Published on 6 October, it takes a fascinating new look at nightmares, parasomnias and life after dark.

Ever since she was a child, Alice has been haunted by nightmares, sinister hallucinations and episodes of sleepwalking.

These are known as ‘parasomnias’ - and they’re surprisingly common. Apparently, 70 per cent of us will experience one at some point in our lives.

In Night Terrors she examines the history of our relationship with bad dreams: how we’ve tried to make sense of and treat them using some decidedly odd ‘cures’ like magical ‘mare-stones’, to research on how video games might help people rewrite their dreams.

Along the way she explores the Salem Witch Trials and sleep paralysis, Victorian ghost stories, and soldiers’ experiences of PTSD.

She also asks why so many of us reported more vivid dreams during the lockdown.

The Aberystwyth University lecturer is receiving fantastic reviews for her book. The Sunday Times calls it “curious, lively, humble, utterly genuine” and “a remarkable debut”.

The non-fiction narrative draws on her own extraordinary and often terrifying nocturnal experiences, personal accounts from others, and representations of sleep disorders in literature and culture.

Her research encompasses sleep disorders such as night terrors, sleepwalking, sleep paralysis, lucid dreams and sleep-related hallucinations – all examples of phenomena known as parasomnias.

She said: “Over the centuries, parasomnias have had a profound effect on the human imagination, shaping both art and literature.

“My research took me into the realms of supernatural and paranormal interpretations, superstition and witchcraft, alien abduction and post-traumatic shock disorder, and, perhaps most disturbingly, even murders being committed by sleeping perpetrators.”

Parasomnias have also been the subject of extensive scientific investigations with many medical theories and treatments recommended over the centuries.

“One of the most astonishing theories I discovered during my research was one doctor’s peculiar assertion that night terrors were caused by a person thinking about arithmetic when drifting off to sleep,” she said.

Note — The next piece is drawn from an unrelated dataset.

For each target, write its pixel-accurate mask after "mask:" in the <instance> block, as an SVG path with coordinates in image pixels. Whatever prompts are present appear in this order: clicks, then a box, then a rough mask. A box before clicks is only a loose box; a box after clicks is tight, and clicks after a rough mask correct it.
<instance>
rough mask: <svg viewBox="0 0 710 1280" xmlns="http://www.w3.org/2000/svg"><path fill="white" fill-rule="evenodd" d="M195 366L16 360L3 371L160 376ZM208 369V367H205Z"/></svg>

The book encourages us all to change the way we talk about sleep, arguing there are many benefits to exchanging sleep stories – socially, culturally and in terms of our wellbeing.

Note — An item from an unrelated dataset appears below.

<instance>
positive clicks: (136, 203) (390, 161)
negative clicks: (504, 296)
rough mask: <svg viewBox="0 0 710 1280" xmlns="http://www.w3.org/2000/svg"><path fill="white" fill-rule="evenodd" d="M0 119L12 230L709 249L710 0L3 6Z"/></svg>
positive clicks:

Alice said: “In finding examples and case studies from history, as well as being rather brutally honest about my own troubled sleep, I’m hoping to encourage conversations about parasomnias—and for us all to realise that our strange sleep experiences aren’t quite so strange after all.”

Dr Alice Vernon works in the department of English and Creative Writing at Aberystwyth University, where she teaches students the fundamentals of storytelling and researches representations of sleep in science and culture.

Night Terrors: Troubled Sleep and the Stories We Tell About It is published by Icon books.